Memorias de un chancho salvaje, Julio Iglesias por la mañana
Venía con Julio Iglesias muy bajito en los oídos. Culpo a la serie documental sobre Bilardo –la comentamos por acá– porque me pegó dos cosas: la canción Me olvidé de vivir y unas preguntas que atraviesan la letra y que insisten: ¿para qué apurarse? ¿cuál es el sentido de la velocidad?
Pero mi vida gira en contradicción (y, como habrán notado, casi siempre entre canciones): mientras avanzaba el tema, apuraba el paso porque en mi ejercicio diario, que les conté hace un tiempo acá, me gusta seguir una rutina concreta con horarios bastante fijos, con momentos definidos (el brazo levantado en la esquina exacta para saludar a otro habitué de la primera mañana, el zigzag para evitar las baldosas flojas ya conocidas después de los que baldean temprano, la reverencia ñoña frente a las imágenes de Pugliese, de Maradona y del Gauchito Gil que me cruzo cada vez), con escenas que bordean el silencio, que lo celebran porque es un tesoro (de paso: por acá Alexandra Kohan le hizo un elogio precioso, ¡pasen!).

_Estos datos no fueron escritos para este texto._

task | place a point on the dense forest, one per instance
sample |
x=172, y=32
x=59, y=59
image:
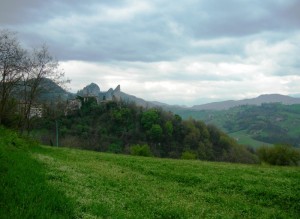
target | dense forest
x=29, y=105
x=269, y=122
x=122, y=127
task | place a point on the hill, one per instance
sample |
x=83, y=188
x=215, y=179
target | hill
x=267, y=98
x=254, y=125
x=67, y=183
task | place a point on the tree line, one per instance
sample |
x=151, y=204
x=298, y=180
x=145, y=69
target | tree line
x=124, y=127
x=21, y=73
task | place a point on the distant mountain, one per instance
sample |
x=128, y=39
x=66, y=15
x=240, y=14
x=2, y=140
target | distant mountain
x=266, y=98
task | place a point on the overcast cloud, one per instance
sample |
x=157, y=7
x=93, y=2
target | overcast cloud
x=183, y=52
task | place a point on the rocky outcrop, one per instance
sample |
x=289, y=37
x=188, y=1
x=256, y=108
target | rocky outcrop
x=90, y=90
x=93, y=90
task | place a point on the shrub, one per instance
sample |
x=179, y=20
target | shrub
x=281, y=154
x=141, y=150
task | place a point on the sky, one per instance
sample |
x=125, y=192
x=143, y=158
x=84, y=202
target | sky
x=184, y=52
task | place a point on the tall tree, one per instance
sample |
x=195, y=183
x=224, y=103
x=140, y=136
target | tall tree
x=13, y=61
x=42, y=65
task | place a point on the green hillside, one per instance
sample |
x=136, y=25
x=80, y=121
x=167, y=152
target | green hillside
x=49, y=182
x=270, y=123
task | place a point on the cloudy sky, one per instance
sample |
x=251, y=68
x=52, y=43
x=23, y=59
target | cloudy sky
x=178, y=52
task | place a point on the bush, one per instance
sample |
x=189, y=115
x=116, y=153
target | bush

Cuando es temprano la ciudad nos pertenece a las personas sigilosas y después todo es ruido. Entonces acelero para ganarle al pulpo del día y sus tentáculos, a la inundación de barullo, de notificaciones, de demanda. A esa hora, en ese silencio mullido, la música me lleva para que la lleve, o algo así y me voy moviendo cada vez más rápido. Me olvido de Julio Iglesias aunque lo tenga encima y lo esté cantando en mi cabeza en ese mismo instante y lo repita y vuelva a hacerlo al día siguiente. Me olvido de vivir en un sentido menos prescriptivo, quizá más vital: me olvido porque nunca me acordé, porque en realidad nunca supe, porque no hay un saber posible. Porque no hay cómo (Charly García nos lo tatuó en la memoria musical: sabés que no aprendí a vivir).

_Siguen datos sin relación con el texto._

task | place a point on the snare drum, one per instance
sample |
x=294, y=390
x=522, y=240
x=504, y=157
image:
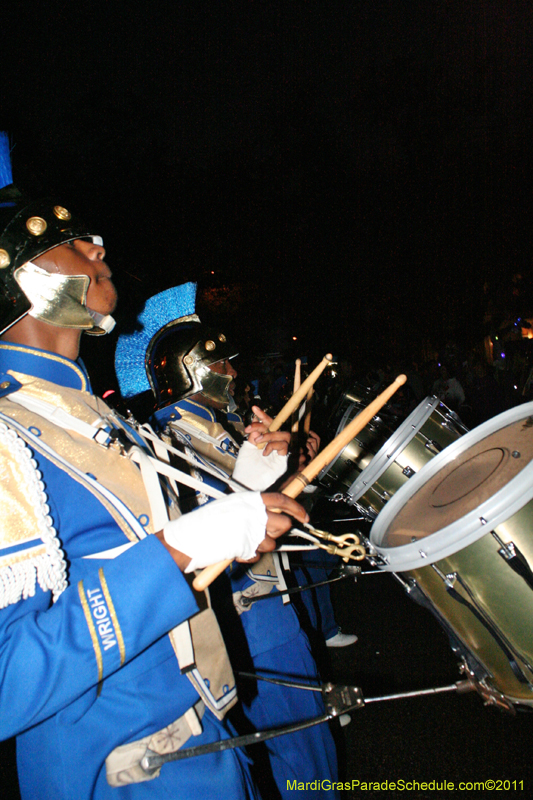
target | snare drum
x=340, y=474
x=460, y=536
x=375, y=478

En eso estaba, en una versión propia y de baja intensidad de mi derecho al olvido (ahora que el tema es noticia, pueden leer algo por acá), hasta que un estallido me sacó del trance. Primero vi la multitud, cuando me acerqué entendí mejor: un grupo de adolescentes con sombreros y pelucas coloridas, y en medio de la calle, había encendido alguna cosa pirotécnica que fue atronadora. Después vinieron los aplausos, los cantos, los redoblantes. Dudé un instante hasta que entendí que se trataba de un festejo que para mí es nuevo, pero que parece que hace un tiempo es muy frecuente entre estudiantes: el UPD, es decir, el Último Primer Día. El festejo por la última jornada en la que los alumnos y alumnas, en este caso del secundario, van a arrancar un año lectivo con sus compañeros. En la calle prácticamente vacía, con pocos transeúntes y todavía menos autos, la celebración parecía algo absurda. Como el árbol que se cae en medio de un bosque sin que nadie lo escuche. Como un disfraz a medias. Pero los chicos no paraban de bailar, mientras desde la vereda los observaba un grupo de adultos (familiares y docentes, asumí). Algunos incluso los grababan con sus celulares o sacaban fotos.

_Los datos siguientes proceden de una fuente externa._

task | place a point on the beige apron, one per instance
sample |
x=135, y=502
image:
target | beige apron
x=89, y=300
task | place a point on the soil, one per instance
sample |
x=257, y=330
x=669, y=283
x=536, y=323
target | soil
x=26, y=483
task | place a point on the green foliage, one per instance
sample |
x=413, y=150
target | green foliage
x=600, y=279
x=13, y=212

Volví a pensar en esa ceremonia impostada como la mayoría –y no la critico, no podría hacerlo, ¡si yo misma les revelé mis rituales pavotes un poco más arriba!– cuando veía esta semana la serie In My Skin.
Abajo les cuento más, pero por ahora les adelanto que es excelente y que se trata de una de las llamadas de coming of age (nos referimos a esa definición por acá, perdón si hoy estoy muy insistente con los links, por ahí me levanté arbórea). En español la traducción, que siempre es aprender a esquivar como dice Laura Wittner en su libro Se lee y se traduce (¡ejem!), puede traer más de un escollo: por lo general se las señala como telenovelas, películas o series de aprendizaje.
Con una madre que padece un trastorno bipolar y un padre violento y alcohólico, Bethan, la protagonista de In My Skin, es una adolescente galesa que sobrevive en un entorno difícil. Y lo logra a pura impostura. A los docentes, a los compañeros y a sus amigos les habla de una familia idílica y amorosa que se preocupa por ella cuando en realidad tiene que encargarse sola de resolver varios problemas.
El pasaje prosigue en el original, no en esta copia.